First-line Systemic Therapies for Advanced Hepatocellular Carcinoma: A Systematic Review and Patient-Level Network Meta-Analysis

Abstract

Introduction: Sorafenib was historically the standard of care for advanced hepatocellular carcinoma (aHCC) until it was superseded by the combination of atezolizumab and bevacizumab. Thereafter, several novel first-line combination therapies have demonstrated favorable outcomes. The efficacies of these treatments in relation to current and previous standards of care are unknown, necessitating an overarching evaluation. Methods: A systematic literature search was conducted on PubMed, EMBASE, Scopus, and the Cochrane Controlled Register of Trials for phase III randomized controlled trials investigating first-line systemic therapies for aHCC. Kaplan-Meier curves for overall survival (OS) and progression-free survival (PFS) were graphically reconstructed to retrieve individual patient-level data.
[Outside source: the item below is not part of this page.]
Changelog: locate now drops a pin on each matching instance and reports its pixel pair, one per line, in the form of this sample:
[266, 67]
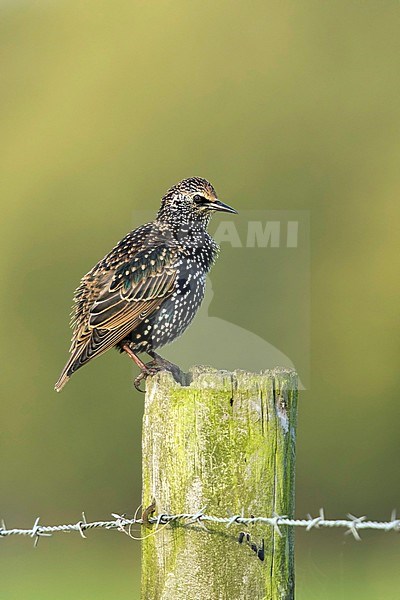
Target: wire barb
[352, 524]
Derived hazard ratios (HRs) for each study were pooled in a random-effects network meta-analysis (NMA). NMAs were also conducted using study-level HRs for various subgroups, according to viral etiology, Barcelona Clinic Liver Cancer (BCLC) staging, alpha-fetoprotein (AFP) levels, macrovascular invasion, and extrahepatic spread. Treatment strategies were ranked using P-scores. Results: Among 4,321 articles identified, 12 trials and 9,589 patients were included for analysis. Only two therapies showed OS benefit over sorafenib: combined anti-programmed-death and anti-VEGF pathway inhibitor monoclonal antibodies (Anti-PD-(L)1/VEGF Ab), including atezolizumab-bevacizumab and sintilimab-bevacizumab biosimilar (HR=0.63, 95%CI=0.53-0.76), and tremelimumab-durvalumab (HR=0.78, 95%CI=0.66-0.92). Anti-PD-(L)1/VEGF Ab showed OS benefit over all other therapies except tremelimumab-durvalumab. Low heterogeneity (I2=0%) and inconsistency (Cochran’s Q=0.52, p=0.773) was observed. P-scores for OS ranked Anti-PD-(L)1/VEGF Ab as the best treatment in all subgroups, except hepatitis B where atezolizumab-cabozantinib ranked highest for both OS and PFS, as well as nonviral HCC and AFP≥400μg/L where tremelimumab-durvalumab ranked highest for OS. Conclusion: This NMA supports Anti-PD-(L)1/VEGF Ab as the first-line therapy for aHCC, and demonstrates a comparable benefit for tremelimumab-durvalumab which also extends to certain subgroups. Results of the subgroup analysis may guide treatment according to baseline characteristics, while pending further studies.